Implantable materials manufacturers such as NuSil, Invibio, Lubrizol, Solvay and Advanced Polymers are furthering progress in the development and commercialization of premium and implantable materials, including silicone, PEEK, PLA and PPSU, for wearable applications. Their efforts serve as a backbone for the next generation of patient-care devices within what has been called the “patient care continuum”: Implants with healing aids, sensing aids for cancer identification, vision sensors, radio-opaque tracers, connectivity and the potential encapsulation of medical electronics.

Finally, the seamless integration of virtual manufacturing and state-of-the-art logistics—think Amazon—will take 3D and 4D printing to a whole new level as materials suppliers advance flexibility in the distribution and sale of 3D-printing materials to consumers.

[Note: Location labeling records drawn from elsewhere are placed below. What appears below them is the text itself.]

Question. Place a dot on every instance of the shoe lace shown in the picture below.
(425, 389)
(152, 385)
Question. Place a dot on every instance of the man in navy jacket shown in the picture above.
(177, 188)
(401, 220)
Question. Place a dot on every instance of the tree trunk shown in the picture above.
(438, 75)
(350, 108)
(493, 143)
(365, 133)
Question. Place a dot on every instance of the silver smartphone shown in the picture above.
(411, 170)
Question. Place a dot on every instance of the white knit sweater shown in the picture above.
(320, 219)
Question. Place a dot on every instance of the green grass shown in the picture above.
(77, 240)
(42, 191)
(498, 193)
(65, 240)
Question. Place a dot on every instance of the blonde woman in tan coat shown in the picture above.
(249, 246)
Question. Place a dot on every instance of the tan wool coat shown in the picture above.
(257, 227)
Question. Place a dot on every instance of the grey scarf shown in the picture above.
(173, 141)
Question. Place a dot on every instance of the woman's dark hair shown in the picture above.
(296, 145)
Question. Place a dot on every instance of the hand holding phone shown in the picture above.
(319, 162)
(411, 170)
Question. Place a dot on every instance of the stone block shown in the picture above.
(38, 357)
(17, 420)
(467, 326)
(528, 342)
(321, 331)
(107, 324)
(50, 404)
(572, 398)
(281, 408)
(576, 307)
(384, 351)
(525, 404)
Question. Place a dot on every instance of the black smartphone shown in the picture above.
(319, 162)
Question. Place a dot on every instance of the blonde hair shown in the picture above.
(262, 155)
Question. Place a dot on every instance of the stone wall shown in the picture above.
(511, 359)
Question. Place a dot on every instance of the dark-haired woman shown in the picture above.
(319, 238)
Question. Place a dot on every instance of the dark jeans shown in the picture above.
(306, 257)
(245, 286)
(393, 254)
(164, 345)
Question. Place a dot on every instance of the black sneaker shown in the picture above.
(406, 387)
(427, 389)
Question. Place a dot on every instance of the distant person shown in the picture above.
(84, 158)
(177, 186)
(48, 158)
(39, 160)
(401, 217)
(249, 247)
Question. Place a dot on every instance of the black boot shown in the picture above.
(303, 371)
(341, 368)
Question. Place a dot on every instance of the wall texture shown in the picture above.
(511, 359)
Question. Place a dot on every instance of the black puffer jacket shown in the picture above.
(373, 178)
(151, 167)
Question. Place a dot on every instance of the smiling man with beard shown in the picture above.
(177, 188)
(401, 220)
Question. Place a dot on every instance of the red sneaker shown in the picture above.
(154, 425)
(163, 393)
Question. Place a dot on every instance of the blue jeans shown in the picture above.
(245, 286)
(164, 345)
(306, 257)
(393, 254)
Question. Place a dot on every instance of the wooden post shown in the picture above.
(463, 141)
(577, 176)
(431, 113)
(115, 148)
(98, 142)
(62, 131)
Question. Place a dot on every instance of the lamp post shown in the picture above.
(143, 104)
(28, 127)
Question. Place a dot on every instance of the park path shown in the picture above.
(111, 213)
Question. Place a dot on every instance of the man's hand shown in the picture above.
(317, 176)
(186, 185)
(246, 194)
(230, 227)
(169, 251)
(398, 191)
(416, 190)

Breakthroughs we are seeing in medical materials today are just the tip of the iceberg of what is coming, since technology continues to drive innovation. The field of smart polymers, for example, is rife for exploration. Uninvestigated technologies such as oxygen-detection materials for touch screens, lubricants that can be reactivated after multiple autoclave cycles and autoclave-resistant lubricants and coatings need attention. Printable pharmaceuticals and swallowables that perform diagnostics and transfer data to remote devices are also an untapped and unmet need.

Jackie Anim is Principal Material Engineer and Subject Matter Expert at Ethicon (Cincinnati, OH), part of the Johnson & Johnson (JNJ) family of companies. She provides leadership and direction in the identification and selection of polymer-based materials for sustaining and new product development involving digital and non-digital medical devices and instruments at Ethicon and other JNJ businesses. 

A certified Six Sigma green belt champion, Anim has more than 24 years of experience in material science and material application engineering. In 2015, she received the JNJ Global Surgery Award for Scientific Excellence for her role in leading the development and implementation of an injection moldable electro-mechanical proprietary material for harmonic powered medical devices.

Anim is a member of the Society of Plastic Engineers and the American Institute of Chemical Engineers. A published author, she holds nine patents involving plastic applications.